If you’ve got a small business that sells products online nationwide, despite being physically located in one state, there’s a bill heading for Congress that could cripple your growth opportunities. The worst part is that it’s being touted as a law that could help the brick and mortar side of your business to compete with online businesses, which may mislead some small business owners into supporting it.
Unfortunately, the Marketplace Fairness Act could actually force you to file taxes in 45 different states on a monthly basis. That’s where it really hurts small businesses. The law would force online stores to collect state taxes in any state, as opposed to only the state where they are housed, if their total out of state revenue is over $1,000,000. Unfortunately, with profit margins averaging about 10 to 20 percent in the industry that really does apply to small businesses.

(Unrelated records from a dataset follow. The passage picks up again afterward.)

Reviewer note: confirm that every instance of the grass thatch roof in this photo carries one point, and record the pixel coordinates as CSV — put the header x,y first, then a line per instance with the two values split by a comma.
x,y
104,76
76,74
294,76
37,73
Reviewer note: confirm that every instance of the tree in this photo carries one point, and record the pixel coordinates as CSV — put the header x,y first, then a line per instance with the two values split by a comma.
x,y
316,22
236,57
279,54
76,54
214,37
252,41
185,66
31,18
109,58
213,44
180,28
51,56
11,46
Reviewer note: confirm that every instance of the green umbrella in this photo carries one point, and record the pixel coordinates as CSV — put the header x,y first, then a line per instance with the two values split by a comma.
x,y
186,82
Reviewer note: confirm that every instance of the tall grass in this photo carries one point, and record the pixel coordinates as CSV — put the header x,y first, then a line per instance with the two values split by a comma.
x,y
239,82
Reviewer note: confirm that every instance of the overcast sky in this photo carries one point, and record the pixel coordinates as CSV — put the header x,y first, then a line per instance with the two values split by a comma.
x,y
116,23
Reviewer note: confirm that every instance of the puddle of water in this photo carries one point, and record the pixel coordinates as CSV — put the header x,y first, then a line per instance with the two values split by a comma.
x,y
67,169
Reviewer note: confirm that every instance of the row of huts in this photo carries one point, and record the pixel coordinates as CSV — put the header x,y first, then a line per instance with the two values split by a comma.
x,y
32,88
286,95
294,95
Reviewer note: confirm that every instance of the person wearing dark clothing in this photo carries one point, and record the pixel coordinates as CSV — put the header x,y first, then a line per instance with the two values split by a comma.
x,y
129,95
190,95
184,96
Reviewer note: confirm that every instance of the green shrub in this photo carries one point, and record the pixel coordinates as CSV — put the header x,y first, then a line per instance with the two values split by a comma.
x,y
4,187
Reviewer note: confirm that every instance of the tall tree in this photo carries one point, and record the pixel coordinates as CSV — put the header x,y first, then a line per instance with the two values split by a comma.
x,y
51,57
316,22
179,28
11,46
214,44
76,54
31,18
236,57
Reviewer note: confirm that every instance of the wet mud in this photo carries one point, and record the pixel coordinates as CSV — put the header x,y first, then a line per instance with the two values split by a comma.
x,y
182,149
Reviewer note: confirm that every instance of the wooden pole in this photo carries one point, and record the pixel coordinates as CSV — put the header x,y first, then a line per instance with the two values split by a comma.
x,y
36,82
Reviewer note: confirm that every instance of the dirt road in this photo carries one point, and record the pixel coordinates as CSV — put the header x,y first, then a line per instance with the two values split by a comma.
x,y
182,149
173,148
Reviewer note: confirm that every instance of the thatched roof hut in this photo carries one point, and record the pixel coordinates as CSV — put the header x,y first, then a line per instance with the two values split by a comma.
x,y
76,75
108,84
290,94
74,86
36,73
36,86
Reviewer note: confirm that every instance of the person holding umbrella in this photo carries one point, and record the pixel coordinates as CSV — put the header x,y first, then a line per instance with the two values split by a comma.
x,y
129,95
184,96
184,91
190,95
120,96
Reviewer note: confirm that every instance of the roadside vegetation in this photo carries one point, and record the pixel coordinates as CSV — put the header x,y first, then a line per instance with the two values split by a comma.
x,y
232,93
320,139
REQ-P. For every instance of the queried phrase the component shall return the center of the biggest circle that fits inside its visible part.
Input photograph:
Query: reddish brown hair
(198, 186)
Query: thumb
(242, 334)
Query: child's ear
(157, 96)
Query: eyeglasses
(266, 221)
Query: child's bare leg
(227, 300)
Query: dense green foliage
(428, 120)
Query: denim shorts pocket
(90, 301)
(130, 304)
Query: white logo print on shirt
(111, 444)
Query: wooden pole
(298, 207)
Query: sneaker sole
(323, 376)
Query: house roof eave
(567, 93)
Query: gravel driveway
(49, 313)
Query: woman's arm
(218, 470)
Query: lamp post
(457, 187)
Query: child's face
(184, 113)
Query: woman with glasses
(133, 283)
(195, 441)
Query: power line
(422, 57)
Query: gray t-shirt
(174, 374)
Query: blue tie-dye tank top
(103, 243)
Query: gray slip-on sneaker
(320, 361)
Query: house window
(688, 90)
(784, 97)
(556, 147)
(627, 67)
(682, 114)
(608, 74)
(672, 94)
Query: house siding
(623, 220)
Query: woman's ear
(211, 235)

Does a small business making $100,000 to $200,000 have the resources to hire someone to file taxes in 45 different states every single month? It’s hard to imagine that they do, and even if so, it would put a huge dent in their profits. That would restrict growth significantly.
As a sign of just how bad this would be for small businesses, just look at all of the companies supporting the bill. They’re big companies with major online retail operations. This bill would force them to collect and report tax revenue as well, but they are positioned to handle it because they have the resources to do so. They know that small businesses do not and that much of their competition could be driven out of business by this legislation.
The good news is that the bill has not yet passed and could draw enough criticism and protest while it is being discussed to keep it from getting through both the House of Representative and the Senate.
The bad news is that the possibility exists that it does and that small business owners clearly need to be vigilant with regards to this and any other bills that could impact their profitability in the future. With things changing so rapidly in the Internet world, the government knows that it has laws that are outdated and something will probably change in the not too distant future. It’ll be up to small business owners to unite and make sure that those changes don’t unfairly inhibit their growth.
Remember, running a business successfully does not need to be complicated. Keep it simple!